Me: “Yeah, I figured as much.”
“So you’re here for an off-the-menu item,” she says. I give her a big grin and nod my head. She whistles and says, “Brave man.”
“Not really,” I say. “Are they super strong?”
“Oh yes,” she says. “Lenny gave me a pot brownie the first night I worked the counter. I was on probationary status and I have never been so stoned in my life.”
“Trial by reefer,” I say. She laughs.
“The next day he called and, before he could say anything, I apologized all over myself and asked how badly I’d done. The whole shift was a blur.”
“How badly did you do?”
“I dunno,” she says. “Lenny just chuckled and said ‘yeah, that was pretty good shit’ and officially gave me the job.”
I notice Uncle Ray through the window, standing a respectful distance from Lenny’s. He’s lighting a cigarette, which is gripped tightly between straw-colored fingers, and his hand is trembling.
“I think Ray is waiting for Poppi to show up and open the restaurant,” I say, as I head over to the booth next to the jukebox.
“Someone should probably tell Ray that it’s Tuesday,” Sally says.
“I’m sure he knows it’s Tuesday,” I say. “I sure do, because it’s ninety-nine cents for hot fudge sundaes all day at Puckler’s today, and it’s going to be a mob scene tonight. I’m heading over after I eat.”
“I’m not talking about your ice cream parlor orgy across the street,” she says. “Tuesday is also the only day of the week Poppi’s is closed. Ray is waiting for Godot.”
She’s right, I completely forgot about the significance of Tuesday. Beyond my own selfish connection to the day. So, I set my sandwich on the table and head for the door to break the bad news. Dan Schmid is already on the job, standing in the doorway of the restaurant. Dan is around because he works as the cleaner at Poppi’s every Tuesday, an eight-hour job that requires him to thoroughly clean everything in the place, from kitchen surfaces and appliances to all the curtains covering the windows.

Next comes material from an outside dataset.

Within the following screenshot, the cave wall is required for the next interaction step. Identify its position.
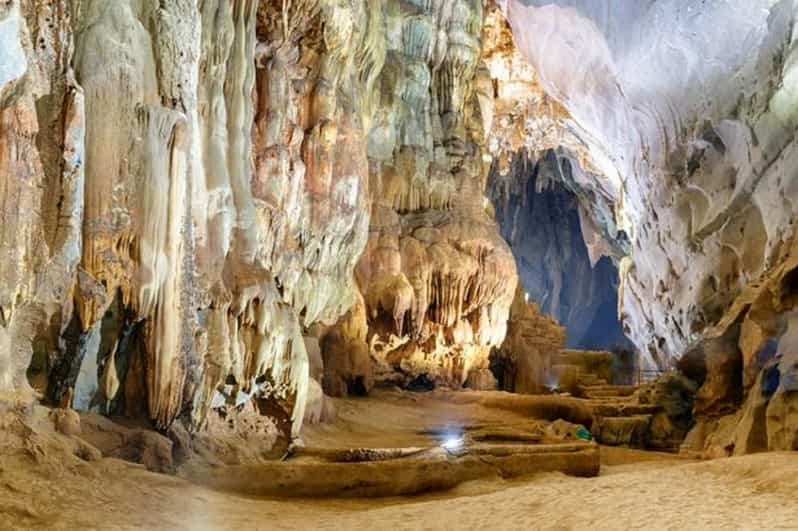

“It’s Tuesday, Uncle Ray,” Dan says. “Sorry, amigo, the joint is closed today.”
Dinner plans thwarted, Ray seems ready to launch into one of his cantankerous rants against a cruel world that has conspired against him since the end of the second world war.
“There’s nobody around to cook up some chicken for you,” Dan says. “But, I can get you some hot chocolate.” Ray grunts and seems mollified. Dan goes back inside the restaurant to fetch Ray’s hot cocoa. I turn to Sally.
“How did you know,” I say.
“It’s not the first time Ray has shown up for chicken and chocolate on the wrong day,” she says.